I don't know the exact address, but google search "shuttercity". They have an automated depth of field calculator that gives depth of field and hyperfocal distance for any lens length at every Fstop on any format up to 11x14 I think. It also allows you to enter in focus distances and then will list every Fstop with its depth of field for every format. Of course every lens mfg will probably vary slightly but it will get you into the ball park. It provides a table that when printed provides an easy reference for the field.

something else to remember is that about a third of the area within the hyperfocal distance is in front of perfect focus and about two thirds are behind it (excepting focus at infinity).

Andrew, If you were confused before, I think we both are now! Whooee, I love photo making stuff! Charlie................................

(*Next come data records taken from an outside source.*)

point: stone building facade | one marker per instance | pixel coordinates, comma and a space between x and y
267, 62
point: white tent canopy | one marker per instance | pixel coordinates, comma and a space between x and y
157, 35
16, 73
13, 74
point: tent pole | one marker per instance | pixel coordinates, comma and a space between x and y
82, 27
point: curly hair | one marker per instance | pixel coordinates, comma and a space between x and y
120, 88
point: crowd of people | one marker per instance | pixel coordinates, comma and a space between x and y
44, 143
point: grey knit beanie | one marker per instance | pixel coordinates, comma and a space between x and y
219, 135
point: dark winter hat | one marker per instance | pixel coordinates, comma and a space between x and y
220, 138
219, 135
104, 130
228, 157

Just focus your cameras and use your DOF preview you lazy bums! Just kidding of course!!! By the way, the 1/3 in front, 2/3 in the back will become very apparent very quickly, and is a very, very useful phenomenon to learn about and take into account. The first time you try to shoot three people in a row, lined up at a 45 deg angle to your plane of focus, you will really appreciate it! Peter.

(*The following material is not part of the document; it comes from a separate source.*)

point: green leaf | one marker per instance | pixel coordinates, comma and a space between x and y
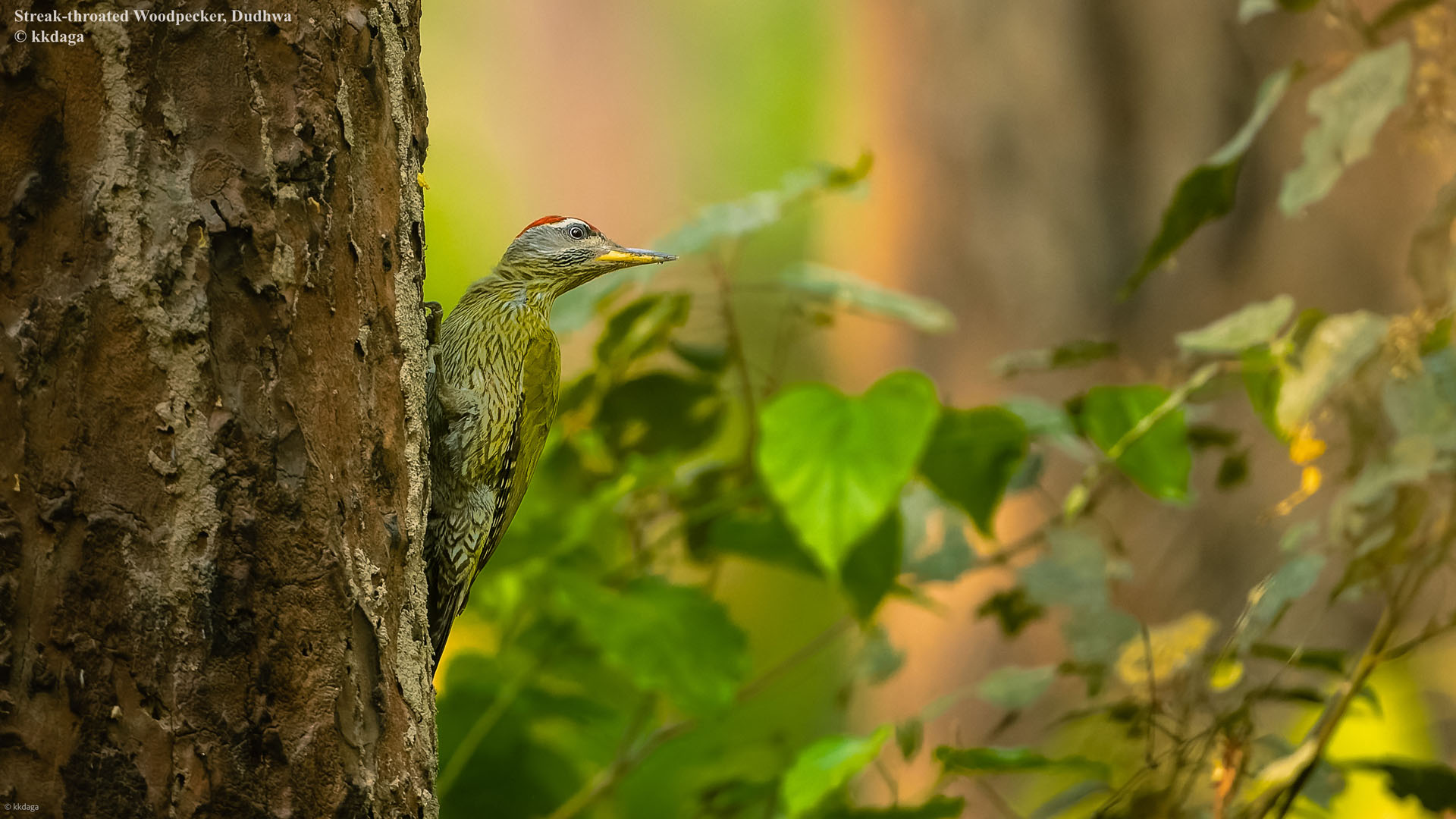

An after thought, is any one else confused when attempting to apply the 1/3, 2/3 rule with some soft focus lenses? If you are unsure of what I am talking about, ask Jim Galli. Charlie.............................

Hi Folks. I didn't notice anyone referring to dofmaster.com. There one will find a very instructional software package that is Windows friendly, and which has tunable parameters for focal lengths, formats, circles of confusion, etc. The program puts a DOF calculator on the screen, sort of a circular slide rule. It can be changed, operated, and even printed out to make a field serviceable DOF calculator. This may be of interest to people who have cameras without DOF indications, or to students who want to understand DOF better. There is also a Palm Pilot variant on the same website. It is all available via FREE downloads.

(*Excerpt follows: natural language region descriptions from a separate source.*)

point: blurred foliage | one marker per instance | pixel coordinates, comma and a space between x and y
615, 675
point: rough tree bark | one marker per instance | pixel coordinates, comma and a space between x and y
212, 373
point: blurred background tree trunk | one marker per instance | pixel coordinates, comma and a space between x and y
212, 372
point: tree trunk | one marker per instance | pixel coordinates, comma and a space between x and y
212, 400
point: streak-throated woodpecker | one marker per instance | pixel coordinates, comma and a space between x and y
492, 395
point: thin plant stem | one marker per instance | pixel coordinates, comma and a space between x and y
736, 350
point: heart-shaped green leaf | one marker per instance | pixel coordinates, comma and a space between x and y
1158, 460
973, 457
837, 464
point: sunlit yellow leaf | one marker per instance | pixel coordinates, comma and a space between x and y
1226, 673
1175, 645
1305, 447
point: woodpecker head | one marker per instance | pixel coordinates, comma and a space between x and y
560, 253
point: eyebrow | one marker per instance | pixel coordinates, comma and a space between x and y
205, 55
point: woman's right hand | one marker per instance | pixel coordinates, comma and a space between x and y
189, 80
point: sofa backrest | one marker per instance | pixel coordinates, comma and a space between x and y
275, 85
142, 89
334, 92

I made a set of discs for my LF lenses a couple of years ago using this software but forgot where I go it from - thanks for reminding me! Works very well. Cheers, Bob.

In landscape photography, hyperfocal distance can be effectively doubled using a simple trick... If you require everything in focus from infinity to as close as possible, set the aperture as small as possible (f16 for expample). Rotate the focus so that the infinity mark is opposite the f16 hyperfocal distance mark on the lens (if you've got these markings on the lens). 'In theory' the hyperfocal distance will then be from the one f16 hyperfocal distance mark to the other one. The image may look blurred in the viewfinder. You can double check whether the setting will work if you've got a depth of field preview button on the camera. As others have already said, the hyperfocal markings on the lens are a bit optamistic, so allow a bit of a 'fudge factor' if you intend to blow the image up to any reasonable size. The lens manufacturers definition of 'acceptable focus' is similar to the legal term 'reasonable length of time'. My Voigtlander 25mm lens has click stops on the focussing ring. If I click the lens to the 3m setting and shut the lens down to f11, there's virtually no need to focus the lens as everything will be in focus from infinity to about 2m. This 'trick' is often employed in point & shoot and single use cameras. The lens is permanently focussed at a distance less than infinity and a small aperture is used to get as much into focus as possible.